A friend had once shared an experience with me. After a lot of ‘jugaad’, he finally managed to get a few tickets for one of the IPL matches. He wanted to spend some quality time with his son so he made a plan with another friend and both went to the match with their sons. Just after the first session, my friend’s six-year-old was bored and insisted on leaving. He left no option but to disappoint his father, and made him leave a thrilling match behind. As the father drove the car home, bitterly contemplating various things in his head, and without uttering a word to his son, he glanced at his son who was curiously looking at posters that were placed one after the other under every street lamp.

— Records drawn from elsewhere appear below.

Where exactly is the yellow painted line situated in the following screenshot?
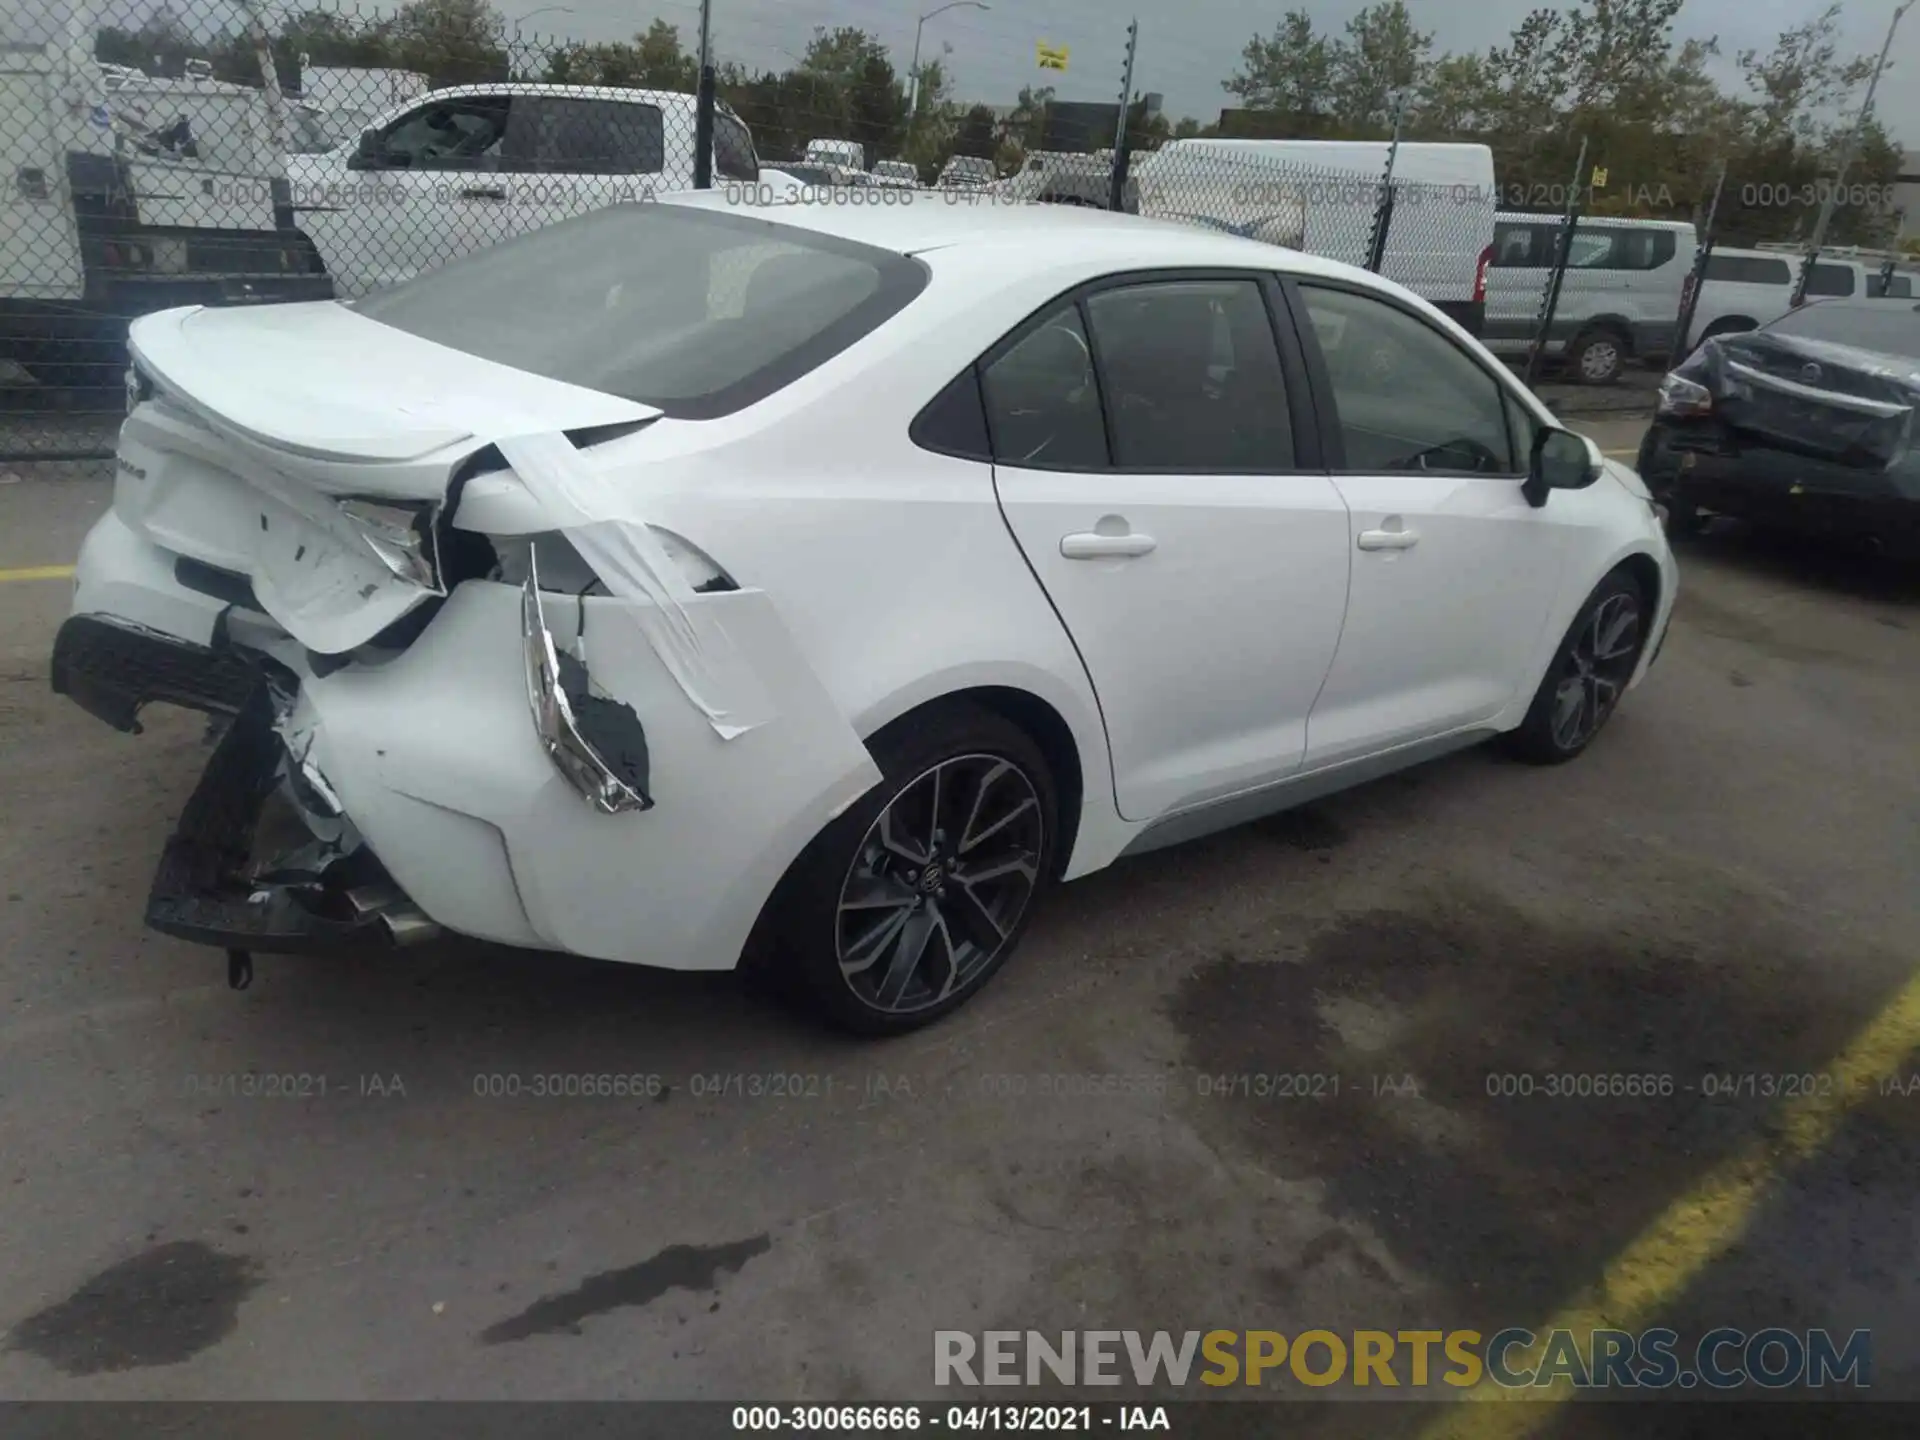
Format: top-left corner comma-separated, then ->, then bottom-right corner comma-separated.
0,564 -> 74,583
1421,966 -> 1920,1439
1602,448 -> 1639,458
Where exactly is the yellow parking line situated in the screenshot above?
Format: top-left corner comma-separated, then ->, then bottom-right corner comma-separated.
1602,448 -> 1639,457
1419,965 -> 1920,1437
0,564 -> 74,583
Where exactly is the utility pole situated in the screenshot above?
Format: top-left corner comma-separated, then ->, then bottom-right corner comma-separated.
1365,90 -> 1406,273
1526,137 -> 1587,387
1106,19 -> 1138,212
1674,160 -> 1728,356
692,0 -> 714,187
906,2 -> 990,147
1791,0 -> 1913,306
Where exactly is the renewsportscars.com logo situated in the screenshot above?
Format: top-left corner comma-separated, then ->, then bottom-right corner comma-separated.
933,1328 -> 1872,1390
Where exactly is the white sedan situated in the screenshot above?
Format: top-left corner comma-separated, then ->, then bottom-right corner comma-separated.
53,196 -> 1675,1033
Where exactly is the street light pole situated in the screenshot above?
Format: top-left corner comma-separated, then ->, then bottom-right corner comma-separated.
906,0 -> 989,135
1792,0 -> 1913,305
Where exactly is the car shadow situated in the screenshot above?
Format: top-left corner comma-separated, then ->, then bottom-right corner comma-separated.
1676,518 -> 1920,611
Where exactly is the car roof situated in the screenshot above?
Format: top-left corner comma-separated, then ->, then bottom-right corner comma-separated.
664,189 -> 1381,281
416,82 -> 700,111
1497,212 -> 1694,232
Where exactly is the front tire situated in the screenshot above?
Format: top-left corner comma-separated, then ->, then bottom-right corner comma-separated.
770,703 -> 1057,1036
1504,571 -> 1648,764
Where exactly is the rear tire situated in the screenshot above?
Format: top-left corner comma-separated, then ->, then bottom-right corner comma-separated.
768,702 -> 1058,1036
1503,571 -> 1648,765
1566,328 -> 1628,385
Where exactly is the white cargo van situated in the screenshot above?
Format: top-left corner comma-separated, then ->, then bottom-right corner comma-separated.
1483,213 -> 1696,383
1128,139 -> 1497,335
1681,248 -> 1915,351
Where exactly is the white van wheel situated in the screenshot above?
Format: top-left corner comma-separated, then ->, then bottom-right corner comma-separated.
1568,330 -> 1626,385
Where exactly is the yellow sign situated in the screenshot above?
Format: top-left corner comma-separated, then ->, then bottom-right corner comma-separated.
1592,166 -> 1609,188
1036,40 -> 1069,71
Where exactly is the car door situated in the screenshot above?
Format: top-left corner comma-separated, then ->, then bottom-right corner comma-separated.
1286,278 -> 1575,769
294,92 -> 513,295
496,94 -> 664,236
985,271 -> 1352,822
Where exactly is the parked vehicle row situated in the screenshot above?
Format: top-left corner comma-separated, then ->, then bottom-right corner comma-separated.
50,197 -> 1674,1033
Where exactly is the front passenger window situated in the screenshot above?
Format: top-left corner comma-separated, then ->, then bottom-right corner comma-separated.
980,304 -> 1108,469
1299,284 -> 1518,475
375,98 -> 511,170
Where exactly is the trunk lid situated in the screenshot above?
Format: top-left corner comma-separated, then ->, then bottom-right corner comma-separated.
118,301 -> 659,654
1700,330 -> 1917,468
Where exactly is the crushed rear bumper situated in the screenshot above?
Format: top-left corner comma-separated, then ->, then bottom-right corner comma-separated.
50,614 -> 437,958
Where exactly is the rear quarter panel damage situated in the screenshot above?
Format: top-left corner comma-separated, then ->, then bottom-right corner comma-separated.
298,580 -> 881,970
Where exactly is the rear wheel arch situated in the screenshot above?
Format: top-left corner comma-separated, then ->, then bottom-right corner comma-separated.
863,686 -> 1085,876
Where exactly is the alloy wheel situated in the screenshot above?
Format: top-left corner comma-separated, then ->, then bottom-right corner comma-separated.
1550,592 -> 1642,751
835,754 -> 1044,1015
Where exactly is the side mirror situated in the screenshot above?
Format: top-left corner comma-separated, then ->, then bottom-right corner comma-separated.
1522,426 -> 1602,508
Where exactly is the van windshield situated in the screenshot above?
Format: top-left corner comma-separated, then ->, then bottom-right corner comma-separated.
351,203 -> 927,418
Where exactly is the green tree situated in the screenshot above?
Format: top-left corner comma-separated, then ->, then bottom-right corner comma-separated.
1222,11 -> 1336,131
1330,1 -> 1433,136
544,20 -> 697,90
383,0 -> 508,88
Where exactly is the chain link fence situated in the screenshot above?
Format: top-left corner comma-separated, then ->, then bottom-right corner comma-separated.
7,1 -> 1915,460
4,0 -> 736,459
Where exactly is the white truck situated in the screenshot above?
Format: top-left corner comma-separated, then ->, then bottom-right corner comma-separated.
288,83 -> 785,297
1,5 -> 330,392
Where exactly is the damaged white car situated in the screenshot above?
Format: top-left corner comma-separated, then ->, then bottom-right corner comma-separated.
53,196 -> 1676,1033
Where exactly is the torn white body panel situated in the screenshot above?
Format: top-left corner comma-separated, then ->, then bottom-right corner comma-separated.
259,580 -> 878,969
496,430 -> 775,739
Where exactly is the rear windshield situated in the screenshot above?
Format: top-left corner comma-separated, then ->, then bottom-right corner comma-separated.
1764,302 -> 1920,361
350,203 -> 926,418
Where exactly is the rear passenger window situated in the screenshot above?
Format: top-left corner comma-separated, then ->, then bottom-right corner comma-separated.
1082,279 -> 1294,470
1569,229 -> 1677,270
1806,263 -> 1855,297
503,98 -> 664,174
1706,254 -> 1792,285
1885,274 -> 1914,299
980,303 -> 1109,469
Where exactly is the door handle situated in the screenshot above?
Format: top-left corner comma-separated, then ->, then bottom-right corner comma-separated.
1357,527 -> 1420,551
460,186 -> 508,200
1061,531 -> 1157,560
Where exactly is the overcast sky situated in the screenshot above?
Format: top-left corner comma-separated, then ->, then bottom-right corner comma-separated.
505,0 -> 1918,147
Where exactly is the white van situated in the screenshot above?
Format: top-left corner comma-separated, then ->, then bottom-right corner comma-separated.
1483,213 -> 1697,383
1682,248 -> 1914,350
1128,139 -> 1497,336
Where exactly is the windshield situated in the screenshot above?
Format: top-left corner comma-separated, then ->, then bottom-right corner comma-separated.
351,203 -> 926,418
1764,301 -> 1920,361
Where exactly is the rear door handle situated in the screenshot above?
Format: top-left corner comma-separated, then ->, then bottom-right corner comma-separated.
1357,527 -> 1420,551
460,186 -> 508,200
1061,531 -> 1157,559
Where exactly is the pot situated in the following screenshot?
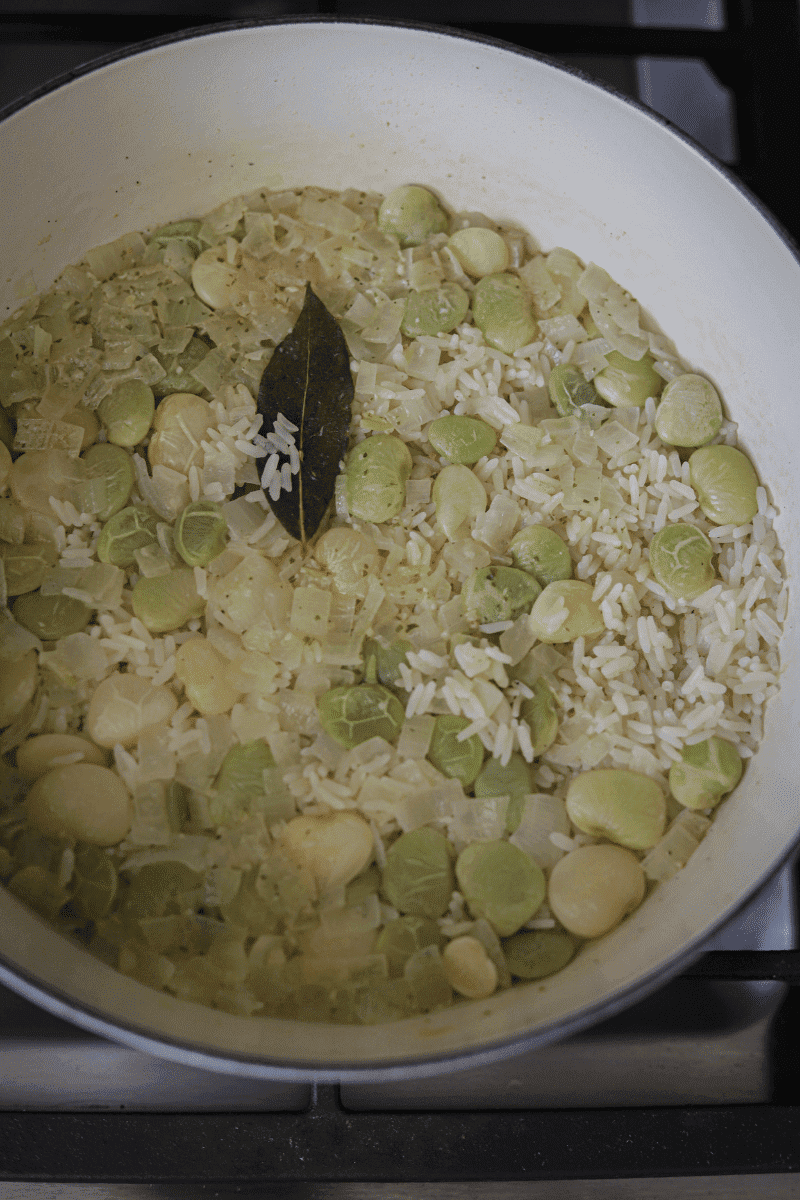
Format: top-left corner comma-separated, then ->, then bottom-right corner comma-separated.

He took a moment, slowed down the car, absorbed the details on the poster, turned to his son and asked “So you are interested in going to the circus?”. Without waiting for a reply, my friend turned his car in the other direction and went to the circus. Seeing the smile and joy on the face of his son he forgot about the match half attended or its outcome (in which the team he supported had won). He won his son’s heart and that’s what mattered to him the most. To my friend’s surprise, after a few weeks the son expressed interest in going for a cricket match with his father. This time the son carried his PSP along with him. After a while, when he was bored of cricket, he switched on his PSP while his father enjoyed the match.

According to a child-rearing expert, “Punishment is something you do to your child and discipline is something you do for your child.” Believe it or not but studies have shown that fathers can be better disciplinarians. The other day, I was just hanging out with a few friends (all from boarding schools) and one of us said that the best way to raise your children is to treat them like a junior in school. I don’t know how it goes these days but back in our days, we could go to the extent of giving chores, punishing if need be, having fun and even caring when needed – which led to disciplining. No matter what chore we were given, no matter how we were punished, there was always mutual respect and care. We learnt it from our seniors and passed it onto our juniors. I have no examples to cite on how this has been implemented on children or if it has ever been done so but I have a three-year-old who happily runs chores for me, sits quietly when he is in middle of a concert/film, cries the moment I raise my voice to tell him what he did was wrong. I have never talked him down but treated him as someone who understands everything I say. I am willing to punish him if he misbehaves.

I don’t know how good a father I am or what I say is the rule book for being a good father. By the end of the day there isn’t any rule book for parenting. Like they say ‘whatever works!’

But I have shared all the above experiences, and I try to do it all, not because I need to but because I love to!